La résistance, c’est le sursaut. C’est le panache d’Henri IV ; c’est Villars à Denain ; c’est la nation en armes, non pour le plaisir de guerroyer, mais pour défendre les réalités charnelles et spirituelles qui nous sont chères.

 La résistance, c’est le refus des idéologies. C’est défendre nos foyers, nos familles, nos clochers et nos traditions ; c’est lutter pour le pays réel, les racines et la liberté contre les abstractions qui déracinent l’homme et l’instrumentalisent à des fins totalitaires.

La résistance, c’est Charette et ses gars, c’est le vieux pays qui veut vivre, c’est la jeunesse de France qui veut sauver la liberté de l’homme intérieur. C’est une jeunesse de feu.

La résistance, c’est Lyon sous la cannonade, disant non à la tyrannie ; c’est tout un peuple communiant dans un refrain : « Quand on meurt pour la patrie, n’a-t-on pas assez vécu ? »

La résistance, c’est le paysan du Rouergue, le pêcheur du Morbihan et le Parisien, coude à coude dans une tranchée de Verdun ; c’est l’héroïque femme française ; c’est le petit écolier qui attend la lettre d’un père parti au front, et qui ne reviendra pas.

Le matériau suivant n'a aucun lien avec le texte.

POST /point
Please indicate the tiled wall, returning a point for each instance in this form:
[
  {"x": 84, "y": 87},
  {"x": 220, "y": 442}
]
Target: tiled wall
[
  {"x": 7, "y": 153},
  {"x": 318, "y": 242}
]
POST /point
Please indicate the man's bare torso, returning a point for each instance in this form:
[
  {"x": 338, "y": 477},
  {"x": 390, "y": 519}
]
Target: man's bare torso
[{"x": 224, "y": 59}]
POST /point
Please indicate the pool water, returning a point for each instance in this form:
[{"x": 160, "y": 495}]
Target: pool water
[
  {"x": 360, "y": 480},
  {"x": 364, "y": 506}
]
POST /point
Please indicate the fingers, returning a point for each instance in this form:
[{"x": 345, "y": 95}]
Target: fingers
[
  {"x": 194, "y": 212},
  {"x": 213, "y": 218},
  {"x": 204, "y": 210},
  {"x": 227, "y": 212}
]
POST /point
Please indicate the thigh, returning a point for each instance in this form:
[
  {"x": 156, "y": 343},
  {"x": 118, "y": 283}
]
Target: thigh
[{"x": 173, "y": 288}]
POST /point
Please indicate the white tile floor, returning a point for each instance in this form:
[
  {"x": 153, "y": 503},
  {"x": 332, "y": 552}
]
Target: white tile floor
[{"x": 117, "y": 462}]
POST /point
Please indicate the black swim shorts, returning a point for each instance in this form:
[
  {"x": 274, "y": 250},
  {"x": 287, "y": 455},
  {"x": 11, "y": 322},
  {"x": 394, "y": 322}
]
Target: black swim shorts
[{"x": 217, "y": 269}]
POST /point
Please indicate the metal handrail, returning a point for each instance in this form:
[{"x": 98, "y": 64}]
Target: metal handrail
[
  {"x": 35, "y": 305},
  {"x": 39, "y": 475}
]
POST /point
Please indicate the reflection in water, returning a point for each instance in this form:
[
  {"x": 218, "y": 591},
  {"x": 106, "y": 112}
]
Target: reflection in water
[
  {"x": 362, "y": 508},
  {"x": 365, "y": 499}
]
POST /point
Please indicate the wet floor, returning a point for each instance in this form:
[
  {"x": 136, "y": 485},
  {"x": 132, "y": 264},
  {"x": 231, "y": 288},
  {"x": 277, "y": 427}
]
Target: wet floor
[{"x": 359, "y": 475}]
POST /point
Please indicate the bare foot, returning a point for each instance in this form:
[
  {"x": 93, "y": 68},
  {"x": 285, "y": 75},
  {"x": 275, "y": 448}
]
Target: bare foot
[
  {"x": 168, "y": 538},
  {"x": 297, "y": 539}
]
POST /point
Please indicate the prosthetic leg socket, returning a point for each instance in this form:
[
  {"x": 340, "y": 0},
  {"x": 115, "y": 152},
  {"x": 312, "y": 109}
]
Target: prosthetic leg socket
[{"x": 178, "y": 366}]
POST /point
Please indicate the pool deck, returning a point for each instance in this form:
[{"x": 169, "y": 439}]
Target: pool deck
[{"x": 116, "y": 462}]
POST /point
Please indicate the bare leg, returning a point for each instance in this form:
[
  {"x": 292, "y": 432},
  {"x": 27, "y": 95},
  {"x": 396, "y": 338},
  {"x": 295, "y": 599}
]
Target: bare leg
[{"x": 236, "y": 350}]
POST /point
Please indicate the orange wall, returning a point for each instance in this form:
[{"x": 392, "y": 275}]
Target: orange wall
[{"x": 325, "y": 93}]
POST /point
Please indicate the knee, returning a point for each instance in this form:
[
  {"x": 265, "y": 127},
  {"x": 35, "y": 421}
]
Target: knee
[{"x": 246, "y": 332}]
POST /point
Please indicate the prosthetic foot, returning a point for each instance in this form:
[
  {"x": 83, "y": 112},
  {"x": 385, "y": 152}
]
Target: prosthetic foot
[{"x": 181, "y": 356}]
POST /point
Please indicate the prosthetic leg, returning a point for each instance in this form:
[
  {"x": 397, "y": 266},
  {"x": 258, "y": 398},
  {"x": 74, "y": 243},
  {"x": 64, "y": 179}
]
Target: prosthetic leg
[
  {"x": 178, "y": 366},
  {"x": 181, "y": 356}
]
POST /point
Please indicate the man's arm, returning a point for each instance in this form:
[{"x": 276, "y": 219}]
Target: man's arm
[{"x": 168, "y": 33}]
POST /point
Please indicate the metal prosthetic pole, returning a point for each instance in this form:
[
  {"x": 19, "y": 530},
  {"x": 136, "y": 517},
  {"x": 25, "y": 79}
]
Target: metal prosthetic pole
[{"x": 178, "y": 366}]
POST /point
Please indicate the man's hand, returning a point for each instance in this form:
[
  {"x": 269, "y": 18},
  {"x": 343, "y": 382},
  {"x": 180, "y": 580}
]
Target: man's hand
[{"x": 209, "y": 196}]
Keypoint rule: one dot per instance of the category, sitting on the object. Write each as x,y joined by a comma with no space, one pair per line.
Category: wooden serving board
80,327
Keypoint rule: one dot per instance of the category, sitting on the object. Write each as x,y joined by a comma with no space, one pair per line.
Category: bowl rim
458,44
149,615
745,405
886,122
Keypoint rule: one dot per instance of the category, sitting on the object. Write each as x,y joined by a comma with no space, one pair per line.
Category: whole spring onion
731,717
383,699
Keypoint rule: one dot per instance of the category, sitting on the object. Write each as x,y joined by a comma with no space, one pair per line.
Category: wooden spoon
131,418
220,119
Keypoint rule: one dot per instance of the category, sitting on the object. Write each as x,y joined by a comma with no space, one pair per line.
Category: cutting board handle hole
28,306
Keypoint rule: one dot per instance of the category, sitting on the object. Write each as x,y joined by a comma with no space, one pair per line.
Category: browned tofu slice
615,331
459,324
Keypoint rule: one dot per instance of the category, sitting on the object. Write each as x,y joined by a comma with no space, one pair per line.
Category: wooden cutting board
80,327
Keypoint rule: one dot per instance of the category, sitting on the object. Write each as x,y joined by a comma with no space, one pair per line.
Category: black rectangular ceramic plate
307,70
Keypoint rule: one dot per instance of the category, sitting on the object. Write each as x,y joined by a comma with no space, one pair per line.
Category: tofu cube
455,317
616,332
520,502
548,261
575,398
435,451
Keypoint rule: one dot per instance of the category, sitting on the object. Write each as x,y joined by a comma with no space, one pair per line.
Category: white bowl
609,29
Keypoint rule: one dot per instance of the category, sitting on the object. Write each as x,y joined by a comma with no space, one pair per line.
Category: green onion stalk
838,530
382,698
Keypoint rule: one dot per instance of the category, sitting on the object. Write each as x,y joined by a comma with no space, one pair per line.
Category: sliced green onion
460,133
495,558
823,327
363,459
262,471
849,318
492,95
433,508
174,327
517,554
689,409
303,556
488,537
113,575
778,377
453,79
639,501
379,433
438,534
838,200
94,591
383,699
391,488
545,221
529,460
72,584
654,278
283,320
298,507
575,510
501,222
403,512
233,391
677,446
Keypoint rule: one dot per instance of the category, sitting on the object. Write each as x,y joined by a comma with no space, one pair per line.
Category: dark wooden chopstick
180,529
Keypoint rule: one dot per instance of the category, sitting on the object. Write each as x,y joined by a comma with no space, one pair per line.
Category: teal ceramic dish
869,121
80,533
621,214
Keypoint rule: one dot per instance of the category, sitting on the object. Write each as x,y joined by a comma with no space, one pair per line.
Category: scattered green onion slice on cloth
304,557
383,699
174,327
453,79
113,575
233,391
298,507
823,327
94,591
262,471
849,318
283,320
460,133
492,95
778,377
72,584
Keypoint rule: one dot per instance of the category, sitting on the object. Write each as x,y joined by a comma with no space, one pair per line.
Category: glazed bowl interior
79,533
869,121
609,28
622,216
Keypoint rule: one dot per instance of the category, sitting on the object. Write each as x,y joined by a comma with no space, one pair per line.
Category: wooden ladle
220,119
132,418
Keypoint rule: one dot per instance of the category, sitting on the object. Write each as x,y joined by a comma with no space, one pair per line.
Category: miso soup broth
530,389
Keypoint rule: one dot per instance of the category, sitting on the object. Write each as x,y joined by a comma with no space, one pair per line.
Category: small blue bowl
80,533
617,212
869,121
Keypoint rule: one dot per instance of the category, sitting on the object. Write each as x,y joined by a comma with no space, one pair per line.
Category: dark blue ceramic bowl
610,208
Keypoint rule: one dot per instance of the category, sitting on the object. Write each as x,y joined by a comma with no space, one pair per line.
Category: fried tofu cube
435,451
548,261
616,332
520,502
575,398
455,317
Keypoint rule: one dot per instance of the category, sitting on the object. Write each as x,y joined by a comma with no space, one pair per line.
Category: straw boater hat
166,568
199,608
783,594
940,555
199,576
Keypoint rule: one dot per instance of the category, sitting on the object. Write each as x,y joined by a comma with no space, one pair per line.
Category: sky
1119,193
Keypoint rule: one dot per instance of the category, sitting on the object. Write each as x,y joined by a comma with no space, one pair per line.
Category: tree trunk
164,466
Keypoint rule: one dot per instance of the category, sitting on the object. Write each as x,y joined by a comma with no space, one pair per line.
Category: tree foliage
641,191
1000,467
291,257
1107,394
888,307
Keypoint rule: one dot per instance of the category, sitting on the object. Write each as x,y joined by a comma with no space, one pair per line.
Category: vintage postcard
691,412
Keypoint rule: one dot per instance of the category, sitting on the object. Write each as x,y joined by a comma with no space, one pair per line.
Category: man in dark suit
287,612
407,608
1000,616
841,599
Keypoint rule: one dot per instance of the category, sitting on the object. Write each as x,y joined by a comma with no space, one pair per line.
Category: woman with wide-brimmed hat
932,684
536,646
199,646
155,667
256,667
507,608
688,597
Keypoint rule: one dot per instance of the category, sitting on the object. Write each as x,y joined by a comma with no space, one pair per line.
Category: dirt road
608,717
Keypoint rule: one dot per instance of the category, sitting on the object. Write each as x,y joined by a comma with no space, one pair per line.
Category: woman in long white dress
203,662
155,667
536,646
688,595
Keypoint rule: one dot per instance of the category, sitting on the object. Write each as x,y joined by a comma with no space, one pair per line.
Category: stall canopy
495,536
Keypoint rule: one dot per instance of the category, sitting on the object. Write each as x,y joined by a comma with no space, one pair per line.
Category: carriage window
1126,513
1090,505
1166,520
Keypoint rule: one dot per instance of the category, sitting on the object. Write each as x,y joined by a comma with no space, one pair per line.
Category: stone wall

 La résistance, c’est le refus de l’abaissement et du déshonneur. La résistance, c’est un pêcheur de l’île de Sein en 1940. C’est Honoré d’Estienne d’Orves, fidèle jusqu’au bout, fusillé au mont-Valérien. C’est la résurrection après mille souffrances ; c’est le serment de Koufra, et les trois couleurs flottant au sommet de la cathédrale de Strasbourg.

 La résistance, c’est le respect de la parole donnée.

 Résister pour la France, c’est défendre nos familles, notre terre, notre drapeau, nos racines. C’est refuser les projets totalitaires qui portent les germes de la violence ; c’est la droiture morale, qui seule peut porter l’âme vers le don total de soi-même.

 Résister, c’est conquérir un futur, un avenir français, connecté à l’héritage de son glorieux passé. Résister, aujourd’hui comme hier, c’est lutter pour que l’homme lève les yeux vers l’Absolu.

 Résister pour la France, c’est une entreprise de reconquête.